Right to erasure– A right to be forgotten was replaced by a more limited right of erasure in the version of the GDPR that was adopted by the European Parliament in March 2014. Article 17 provides that the data subject has the right to request erasure of personal data related to them on any one of a number of grounds.
Records of processing activities– Records of processing activities must be maintained that include purposes of the processing, categories involved and envisaged time limits. The records must be made available to the supervisory authority on request (Article 30)
What are my duties in the event of a data breach under GDPR?
Data breaches – Under the GDPR, the data controller is under a legal obligation to notify the supervisory authority without undue delay unless the breach is unlikely to result in a risk to the rights and freedoms of the individuals. There is a maximum of 72 hours after becoming aware of the data breach to make the report (Article 33). Individuals have to be notified if adverse impact is determined (Article 34). In addition, the data processor will have to notify the controller without undue delay after becoming aware of a personal data breach (Article 33).
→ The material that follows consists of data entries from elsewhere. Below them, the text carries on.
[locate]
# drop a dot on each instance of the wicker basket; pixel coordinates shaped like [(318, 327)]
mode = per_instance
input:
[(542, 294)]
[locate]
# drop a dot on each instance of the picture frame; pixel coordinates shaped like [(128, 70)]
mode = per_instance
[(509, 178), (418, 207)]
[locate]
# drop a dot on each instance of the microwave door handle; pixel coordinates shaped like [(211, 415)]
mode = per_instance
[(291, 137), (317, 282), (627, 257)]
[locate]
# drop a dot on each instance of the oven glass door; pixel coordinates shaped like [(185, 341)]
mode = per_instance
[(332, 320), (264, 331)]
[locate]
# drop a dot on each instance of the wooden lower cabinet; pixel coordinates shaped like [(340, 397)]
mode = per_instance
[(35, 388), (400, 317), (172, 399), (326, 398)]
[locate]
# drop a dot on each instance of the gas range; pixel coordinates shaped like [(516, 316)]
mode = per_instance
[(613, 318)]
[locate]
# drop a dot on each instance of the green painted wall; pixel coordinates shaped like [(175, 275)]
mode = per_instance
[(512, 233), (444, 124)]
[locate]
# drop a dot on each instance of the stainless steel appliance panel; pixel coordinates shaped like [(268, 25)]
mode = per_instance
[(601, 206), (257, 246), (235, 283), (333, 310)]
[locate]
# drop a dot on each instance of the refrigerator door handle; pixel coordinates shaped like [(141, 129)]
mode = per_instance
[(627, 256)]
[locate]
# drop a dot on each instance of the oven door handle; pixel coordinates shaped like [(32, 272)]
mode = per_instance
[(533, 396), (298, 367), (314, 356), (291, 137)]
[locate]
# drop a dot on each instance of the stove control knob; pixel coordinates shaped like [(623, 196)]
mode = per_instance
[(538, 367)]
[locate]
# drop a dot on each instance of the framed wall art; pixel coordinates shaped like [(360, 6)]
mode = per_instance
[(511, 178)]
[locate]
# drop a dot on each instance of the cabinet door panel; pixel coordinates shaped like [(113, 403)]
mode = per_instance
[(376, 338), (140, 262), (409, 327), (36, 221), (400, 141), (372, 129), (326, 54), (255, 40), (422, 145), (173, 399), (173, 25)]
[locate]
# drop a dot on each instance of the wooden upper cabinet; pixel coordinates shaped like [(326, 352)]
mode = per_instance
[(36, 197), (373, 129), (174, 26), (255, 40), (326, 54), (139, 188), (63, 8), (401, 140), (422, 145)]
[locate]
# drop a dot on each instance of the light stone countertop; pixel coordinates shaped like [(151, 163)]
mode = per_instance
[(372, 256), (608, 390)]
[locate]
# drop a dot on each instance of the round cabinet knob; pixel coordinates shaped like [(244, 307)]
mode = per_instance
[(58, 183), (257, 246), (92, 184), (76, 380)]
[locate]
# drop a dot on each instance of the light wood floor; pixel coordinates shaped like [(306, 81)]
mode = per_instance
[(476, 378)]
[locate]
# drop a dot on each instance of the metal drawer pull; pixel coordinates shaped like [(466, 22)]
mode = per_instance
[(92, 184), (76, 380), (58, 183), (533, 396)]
Under GDPR as a Data processor or controller, what sanctions will be imposed in the event of non-compliance?
Sanctions – The following sanctions can be imposed:
- A warning in writing in cases of first and non-intentional noncompliance.
- Regular periodic data protection audits.
- A fine up to €10 million or up to 2% of the annual worldwide turnover of the preceding financial year in case of an enterprise, whichever is greater, if there has been an infringement of the following provisions: (Article 83, Paragraph 5 & 6).
- A fine up to €20 million or up to 4% of the annual worldwide turnover of the preceding financial year in case of an enterprise, whichever is greater, if there has been an infringement of the following provisions: (Article 83, Paragraph 4)
So what have I learned from this article on GDPR?
As a small business if I collect or process European users data as defined under this law,
- Information security professional firm to review my business process & risk.
- Conduct a risk assessment with a focus on GDPR.
- Develop and document policies to address GDPR regulation.
- Develop controls or remediation if I do not have them already in place for sensitive data under GDPR.
- Conduct a risk assessment of vendors focused on GDPR.
- Remediate “critical” or “ high” risk gaps.
- Develop a continuous compliance program.